HARANGUE FAITE AU ROY D’ESPAGNE,

PAR M. DE LA CHAPPELLE, Receveur General des Finances de la Rochelle, alors directeur de l’Académie.

 

SIRE,

S’IL pouvoit eſtre permis à quelqu’un de garder le ſilence, quand la terre entiere parle & retentit des acclamations de tous ſes Peuples ; ce ſeroit à l’Académie Françoiſe qui a l’honneur de paroiſtre devant VOTRE MAJESTÉ.

Nourrie dans le ſein des Lettres & de l’Eloquence, occupée à cultiver l’art de bien parler, & accouſtumée à relever par ſes paroles, ou du moins à orner tout ce qu’elle traite ; Elle devroit ſe taire lorſque ſes paroles ne ſçauroient approcher de la grandeur des ſujets, ny ſes expreſſions reſpondre à ſes ſentiments.

C’en le propre des Evenements miraculeux qui excitent, qui remuent les plus vives paſſions, & qui jettent dans tous les eſprits une joye, une admiration confuſe & tumultueuſe, de rendre l’Eloquence muette.

En effet, SIRE, quelles peintures aſſez eſclattantes peuvent eſtre preſentées à V. M. dans nos Diſcours les plus fleuris, que la verité nuë & le ſimple rapport de nos yeux n’obſcurciſſent & n’effacent ?

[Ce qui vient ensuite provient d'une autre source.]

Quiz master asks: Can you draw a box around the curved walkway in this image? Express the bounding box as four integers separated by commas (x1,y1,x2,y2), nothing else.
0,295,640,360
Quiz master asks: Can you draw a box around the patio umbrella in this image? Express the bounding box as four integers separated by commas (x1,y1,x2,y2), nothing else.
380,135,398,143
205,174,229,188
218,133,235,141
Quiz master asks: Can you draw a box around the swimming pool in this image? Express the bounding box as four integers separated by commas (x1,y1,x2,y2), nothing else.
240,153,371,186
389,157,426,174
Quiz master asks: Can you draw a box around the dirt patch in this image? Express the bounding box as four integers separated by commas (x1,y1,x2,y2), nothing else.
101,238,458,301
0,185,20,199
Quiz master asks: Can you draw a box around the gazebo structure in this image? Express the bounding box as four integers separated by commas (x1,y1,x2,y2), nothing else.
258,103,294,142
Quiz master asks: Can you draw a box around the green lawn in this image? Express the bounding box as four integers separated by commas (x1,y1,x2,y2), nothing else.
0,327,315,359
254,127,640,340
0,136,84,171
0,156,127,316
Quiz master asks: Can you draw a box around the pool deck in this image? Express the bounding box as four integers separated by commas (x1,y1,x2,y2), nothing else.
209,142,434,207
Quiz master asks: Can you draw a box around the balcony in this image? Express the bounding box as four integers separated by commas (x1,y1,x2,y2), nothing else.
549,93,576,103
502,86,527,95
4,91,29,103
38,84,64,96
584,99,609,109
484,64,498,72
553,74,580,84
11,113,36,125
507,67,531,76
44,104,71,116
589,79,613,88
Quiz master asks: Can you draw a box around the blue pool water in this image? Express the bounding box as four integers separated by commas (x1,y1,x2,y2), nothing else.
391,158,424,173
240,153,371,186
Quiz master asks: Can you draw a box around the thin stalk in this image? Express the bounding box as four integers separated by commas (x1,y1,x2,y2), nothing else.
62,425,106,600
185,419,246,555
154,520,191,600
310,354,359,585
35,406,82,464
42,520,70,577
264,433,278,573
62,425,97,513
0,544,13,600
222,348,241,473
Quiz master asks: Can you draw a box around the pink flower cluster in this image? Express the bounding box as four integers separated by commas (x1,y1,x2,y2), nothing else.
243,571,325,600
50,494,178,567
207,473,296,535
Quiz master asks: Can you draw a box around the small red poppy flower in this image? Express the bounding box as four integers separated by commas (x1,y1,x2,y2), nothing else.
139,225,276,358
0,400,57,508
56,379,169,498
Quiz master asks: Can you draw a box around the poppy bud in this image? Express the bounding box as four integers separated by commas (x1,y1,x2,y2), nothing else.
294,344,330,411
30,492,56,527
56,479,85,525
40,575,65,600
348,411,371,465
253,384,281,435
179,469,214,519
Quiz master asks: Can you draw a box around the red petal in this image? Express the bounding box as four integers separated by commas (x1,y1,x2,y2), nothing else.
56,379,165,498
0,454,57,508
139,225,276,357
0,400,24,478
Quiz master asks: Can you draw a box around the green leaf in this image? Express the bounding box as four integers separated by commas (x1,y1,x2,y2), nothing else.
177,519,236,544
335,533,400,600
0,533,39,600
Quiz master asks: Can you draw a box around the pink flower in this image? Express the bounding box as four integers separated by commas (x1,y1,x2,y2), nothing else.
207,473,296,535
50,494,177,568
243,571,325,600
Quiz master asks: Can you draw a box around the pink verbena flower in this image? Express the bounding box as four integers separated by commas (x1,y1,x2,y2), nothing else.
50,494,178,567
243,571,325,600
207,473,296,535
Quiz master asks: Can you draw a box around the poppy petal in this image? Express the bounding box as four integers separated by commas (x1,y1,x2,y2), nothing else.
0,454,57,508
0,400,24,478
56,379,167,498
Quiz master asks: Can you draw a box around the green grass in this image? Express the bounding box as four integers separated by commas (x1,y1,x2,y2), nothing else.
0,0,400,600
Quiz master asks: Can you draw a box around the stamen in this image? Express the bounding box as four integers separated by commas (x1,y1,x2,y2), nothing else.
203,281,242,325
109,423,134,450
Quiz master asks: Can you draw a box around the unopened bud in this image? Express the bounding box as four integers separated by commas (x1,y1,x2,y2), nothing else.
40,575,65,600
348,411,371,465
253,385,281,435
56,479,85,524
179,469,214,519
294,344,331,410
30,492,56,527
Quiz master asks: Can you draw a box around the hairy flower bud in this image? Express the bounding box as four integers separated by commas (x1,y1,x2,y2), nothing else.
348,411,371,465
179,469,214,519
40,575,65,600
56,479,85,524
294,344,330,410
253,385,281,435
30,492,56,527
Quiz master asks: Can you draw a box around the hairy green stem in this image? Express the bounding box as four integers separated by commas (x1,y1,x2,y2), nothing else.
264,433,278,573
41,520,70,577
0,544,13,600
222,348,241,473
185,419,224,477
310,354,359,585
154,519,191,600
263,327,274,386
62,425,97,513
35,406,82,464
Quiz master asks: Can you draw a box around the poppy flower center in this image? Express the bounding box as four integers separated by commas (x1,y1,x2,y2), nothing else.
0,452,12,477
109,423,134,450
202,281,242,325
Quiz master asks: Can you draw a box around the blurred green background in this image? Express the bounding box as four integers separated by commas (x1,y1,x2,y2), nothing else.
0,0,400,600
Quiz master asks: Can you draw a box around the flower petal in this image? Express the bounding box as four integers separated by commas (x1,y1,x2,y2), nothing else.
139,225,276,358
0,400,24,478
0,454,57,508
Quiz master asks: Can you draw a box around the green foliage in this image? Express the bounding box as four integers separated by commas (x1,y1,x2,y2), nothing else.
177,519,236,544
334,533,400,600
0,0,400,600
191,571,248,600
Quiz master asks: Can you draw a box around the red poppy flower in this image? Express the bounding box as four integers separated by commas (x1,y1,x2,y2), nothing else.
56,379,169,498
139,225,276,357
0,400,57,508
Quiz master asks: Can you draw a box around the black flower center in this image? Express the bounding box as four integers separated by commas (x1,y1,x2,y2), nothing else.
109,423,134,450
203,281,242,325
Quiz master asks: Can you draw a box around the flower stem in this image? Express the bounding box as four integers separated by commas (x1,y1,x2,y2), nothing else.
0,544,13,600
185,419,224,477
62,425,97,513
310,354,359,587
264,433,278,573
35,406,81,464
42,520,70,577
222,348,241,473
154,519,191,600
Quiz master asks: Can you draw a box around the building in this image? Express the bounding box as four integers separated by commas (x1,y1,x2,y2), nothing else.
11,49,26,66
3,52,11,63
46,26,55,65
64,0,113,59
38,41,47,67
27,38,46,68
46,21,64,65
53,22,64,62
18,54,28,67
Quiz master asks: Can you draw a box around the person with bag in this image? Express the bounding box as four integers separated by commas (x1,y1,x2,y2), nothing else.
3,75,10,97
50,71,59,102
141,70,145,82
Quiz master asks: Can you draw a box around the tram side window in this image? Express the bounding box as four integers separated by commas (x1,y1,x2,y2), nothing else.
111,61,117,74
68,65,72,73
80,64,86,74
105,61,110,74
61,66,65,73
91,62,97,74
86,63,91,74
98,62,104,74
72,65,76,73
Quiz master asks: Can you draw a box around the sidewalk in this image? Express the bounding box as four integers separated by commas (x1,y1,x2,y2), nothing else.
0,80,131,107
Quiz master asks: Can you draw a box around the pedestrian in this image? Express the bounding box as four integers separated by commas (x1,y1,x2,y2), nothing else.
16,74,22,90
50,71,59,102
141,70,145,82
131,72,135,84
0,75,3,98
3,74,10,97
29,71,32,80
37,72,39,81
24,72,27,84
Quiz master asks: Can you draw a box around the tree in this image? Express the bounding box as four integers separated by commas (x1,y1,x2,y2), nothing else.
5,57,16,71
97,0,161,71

À peine V. M. eſt entrée dans les premieres années de la jeuneſſe, desja le bruit de ſes vertus a penetré juſques aux extrémitez du monde ; desja cette exacte droiture, cet amour pour la juſtice, cette humanité héroïque, cette eſgalité d’ame, cette prudence avancée, cette ſincerité, cette fidelité inviolables, qui vous gagnent icy tous les cœurs, font adorer voſtre nom dans les Pays les plus reculez.

Cent Peuples, cent Nations differentes qui compoſent un ſeul & immenſe Empire, que dis-je ? un Monde entier viennent aux pieds du Throſne de noſtre Auguſte Monarque ; ils y viennent, non comme autrefois la fameuſe Reyne que vit la Judée, admirer ſeulement la ſageſſe & l’eſprit, mais demander & recevoir de Luy, en vous obtenant pour Roy, un rayon de ſa ſageſſe pour les gouverner.

Au milieu d’un ſpectacle ſi nouveau & merveilleux, ce Roy, ſpectacle luy-meſme le plus grand, le plus magnifique que Dieu donne à l’Univers, s’eſleve au-deſſus de ſa propre grandeur ; il meſpriſe, il oublie ſes intereſt, il vous accorde à ces Peuples empreſſez, il vous proclame, il met ſur voſtre front plus de Couronnes que vous n’avez d’années, il vous inſtruit, il vous donne ſes leçons & ſes preceptes, il verſe dans voſtre ſein, ſi j’oſe ainſi parler, l’ame & l’eſprit qui ont rendu cette Monarchie ſi floriſſante & ſi heureuſe.

Que d’oracles de ſageſſe ! oracles vrayement dignes d’eſtre eſcoutez & ſuivis de tous les Roys.

Le reſpect & l’admiration, tandis qu’il parle, ſuſpendent tous les eſprits, tous les cœurs ſont penetrez, tous les yeux fondent en larmes.

Que nos Diſcours, que nos applaudiſſements, quelqu’animez qu’ils ſoient de tout le zele de nos cœurs, paroiſtroient froids & languiſſants dans des conjonctures ſi hautes & ſi touchantes !

Recevez donc, SIRE, pour tout teſmoignage de nos profonds reſpects, nos vœux ſeuls, nos vœux ardents & ſinceres.

Regnez, SIRE, regnez dans les quatre parties de la Terre : puiſſiez-vous y faire regner avec vous toutes les vertus qui ſont la felicité des Rois & des Peuples.

Puiſſiez-vous y faire regner auſſi les Muſes & les Lettres à qui les Rois & les Vertus meſmes doivent leur immortalité parmy les hommes.

Puiſſiez-vous rendre pour l’Eſpagne le Siecle que vous y allez commencer, auſſi digne de memoire que le Heros à qui nous obéiſſons, a rendu celuy-cy glorieux & fortuné pour la France.

Puiſſent ces deux Peuples celebres, craints & admirez de tous les autres Peuples, ne combattre plus, ne diſputer plus entre eux que d’amour & d’affection, que de zele & de fidelité pour leurs Maiſtres.

Ce ſont SIRE, les vœux que fera eternellement cette Compagnie, plus digne peut-eſtre de voſtre ſouvenir qu’aucune autre Compagnie, par l’honneur qu’Elle a d’avoir voſtre invincible Ayeul pour Protecteur.